Pangkor (Pago-Pago Series)

Latiff Mohidin, born in Negeri Sembilan, Malaysia in 1941 completed his primary education in Singapore. While in Singapore, at an early age, Latiff’s precocity in understanding paintings earned him the nickname, ‘Wonder Boy’. From 1960-1964, Latiff studied art at Hochschule fur Bildende Kunste in Berlin, Germany and did brief residencies in Paris and New York. Inspired by his exploration of Southeast Asia in 1964, Latiff has since produced compelling series of artworks – the result of a synthesis between his European experience and the rediscovery of his homeland. He is also a poet who has published several volumes of poetry. Towards the culmination of the Pago-pago series, ‘Pangkor’ was produced after Latiff’s series of iconic violent vibrations of architectural forms. ‘Pangkor’ is deemed to shed the architectonic traits as the compelling force and the ascending vertical thrust appears muted.
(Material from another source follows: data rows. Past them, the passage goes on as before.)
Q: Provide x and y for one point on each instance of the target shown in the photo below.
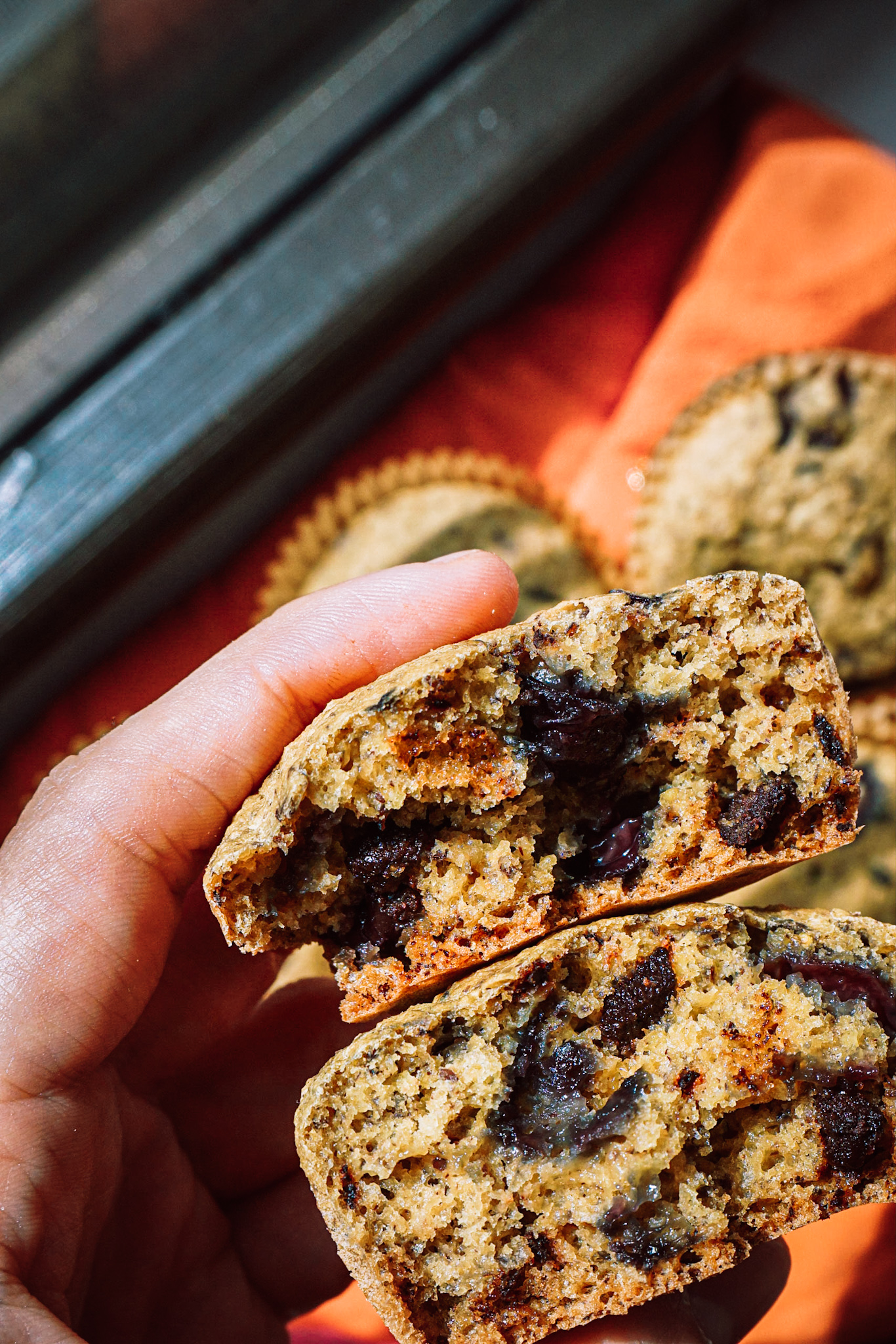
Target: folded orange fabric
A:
(802, 255)
(715, 259)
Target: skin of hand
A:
(150, 1188)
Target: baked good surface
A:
(611, 1114)
(428, 505)
(786, 465)
(606, 754)
(861, 877)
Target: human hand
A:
(150, 1188)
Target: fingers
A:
(206, 991)
(89, 881)
(285, 1250)
(718, 1311)
(234, 1113)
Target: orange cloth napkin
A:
(801, 255)
(765, 228)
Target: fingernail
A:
(453, 555)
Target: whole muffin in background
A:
(788, 465)
(861, 877)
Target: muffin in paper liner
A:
(430, 505)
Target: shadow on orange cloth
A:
(757, 232)
(801, 255)
(823, 1303)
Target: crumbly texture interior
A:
(786, 465)
(609, 1116)
(861, 877)
(607, 754)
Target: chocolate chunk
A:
(786, 418)
(645, 1236)
(830, 744)
(384, 860)
(611, 849)
(547, 1112)
(569, 723)
(853, 1128)
(637, 1000)
(619, 851)
(540, 1248)
(350, 1187)
(453, 1031)
(685, 1081)
(844, 980)
(641, 598)
(751, 819)
(845, 387)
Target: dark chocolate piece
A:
(786, 418)
(830, 744)
(383, 860)
(685, 1081)
(609, 851)
(844, 980)
(637, 1000)
(645, 1236)
(350, 1187)
(569, 723)
(751, 819)
(641, 598)
(853, 1128)
(547, 1112)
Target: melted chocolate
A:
(687, 1081)
(610, 851)
(642, 1237)
(751, 819)
(853, 1128)
(570, 724)
(830, 744)
(637, 1000)
(547, 1112)
(843, 980)
(384, 862)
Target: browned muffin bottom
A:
(622, 1109)
(610, 753)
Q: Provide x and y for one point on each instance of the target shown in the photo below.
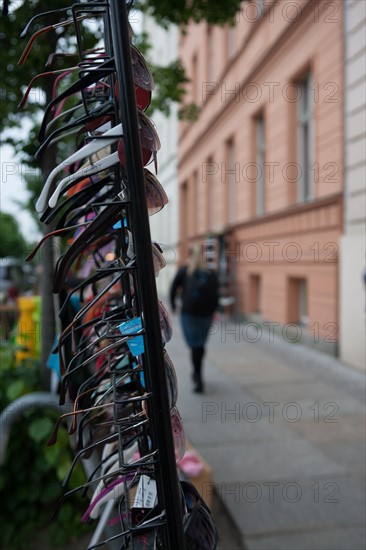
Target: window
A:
(194, 79)
(210, 193)
(298, 301)
(303, 303)
(210, 55)
(230, 41)
(260, 164)
(230, 179)
(255, 294)
(305, 138)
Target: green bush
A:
(30, 478)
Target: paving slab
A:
(334, 539)
(290, 476)
(274, 508)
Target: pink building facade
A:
(261, 168)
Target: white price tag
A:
(146, 493)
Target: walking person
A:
(198, 288)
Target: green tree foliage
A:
(12, 242)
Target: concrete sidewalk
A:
(283, 428)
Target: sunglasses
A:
(45, 30)
(150, 144)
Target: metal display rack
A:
(116, 377)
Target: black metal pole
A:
(169, 497)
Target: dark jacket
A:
(199, 291)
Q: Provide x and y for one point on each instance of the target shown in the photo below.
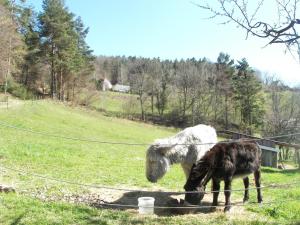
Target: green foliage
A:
(247, 95)
(19, 90)
(94, 163)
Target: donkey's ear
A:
(165, 148)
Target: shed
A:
(121, 88)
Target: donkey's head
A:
(157, 163)
(196, 183)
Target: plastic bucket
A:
(146, 205)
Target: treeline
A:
(225, 93)
(42, 53)
(46, 54)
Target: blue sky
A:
(172, 29)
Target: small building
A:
(121, 88)
(106, 85)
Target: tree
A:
(63, 43)
(245, 14)
(247, 95)
(139, 75)
(11, 45)
(225, 71)
(32, 63)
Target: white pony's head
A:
(157, 164)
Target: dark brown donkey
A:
(224, 161)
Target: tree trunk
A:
(8, 67)
(142, 107)
(298, 156)
(226, 112)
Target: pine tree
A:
(247, 88)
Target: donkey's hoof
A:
(227, 209)
(245, 200)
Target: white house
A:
(106, 85)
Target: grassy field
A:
(105, 164)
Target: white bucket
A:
(146, 205)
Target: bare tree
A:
(283, 31)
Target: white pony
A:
(186, 147)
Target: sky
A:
(176, 29)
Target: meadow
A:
(54, 150)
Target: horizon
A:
(162, 29)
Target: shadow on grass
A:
(161, 200)
(17, 220)
(287, 171)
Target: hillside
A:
(61, 142)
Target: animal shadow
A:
(164, 200)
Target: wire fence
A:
(103, 203)
(267, 186)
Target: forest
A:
(45, 55)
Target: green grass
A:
(104, 164)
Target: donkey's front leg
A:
(257, 184)
(227, 191)
(216, 191)
(246, 194)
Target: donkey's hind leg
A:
(246, 193)
(257, 184)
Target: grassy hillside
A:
(104, 164)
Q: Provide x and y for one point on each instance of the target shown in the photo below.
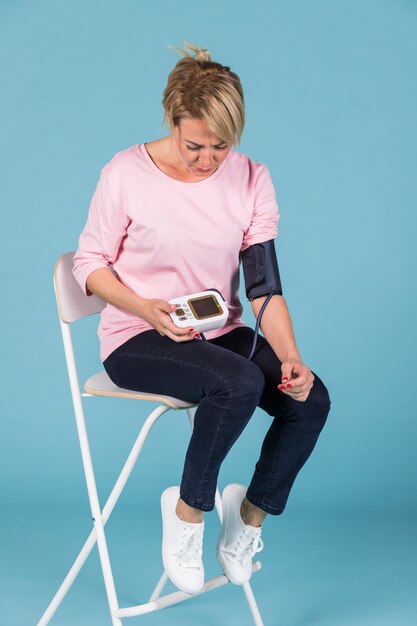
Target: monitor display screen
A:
(205, 307)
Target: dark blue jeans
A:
(227, 387)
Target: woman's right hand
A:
(156, 313)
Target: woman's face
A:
(199, 150)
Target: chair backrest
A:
(73, 303)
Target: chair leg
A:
(107, 510)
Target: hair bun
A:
(203, 54)
(200, 54)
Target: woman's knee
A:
(244, 379)
(318, 403)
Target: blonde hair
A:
(203, 89)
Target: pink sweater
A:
(166, 238)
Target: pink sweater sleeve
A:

Painted in earthy hues with moderate strokes, the image seems to revisit the sketches of ‘Pangkor (1)’ and ‘Pangkor (2)’ where the geological forms are studied and magnified. ‘Pangkor’, painted in oil with a balance of flat tones and textural density, is without a doubt an abstraction developed from the above mentioned sketches while it signals Latiff’s habitual revisitation of his subject of interest.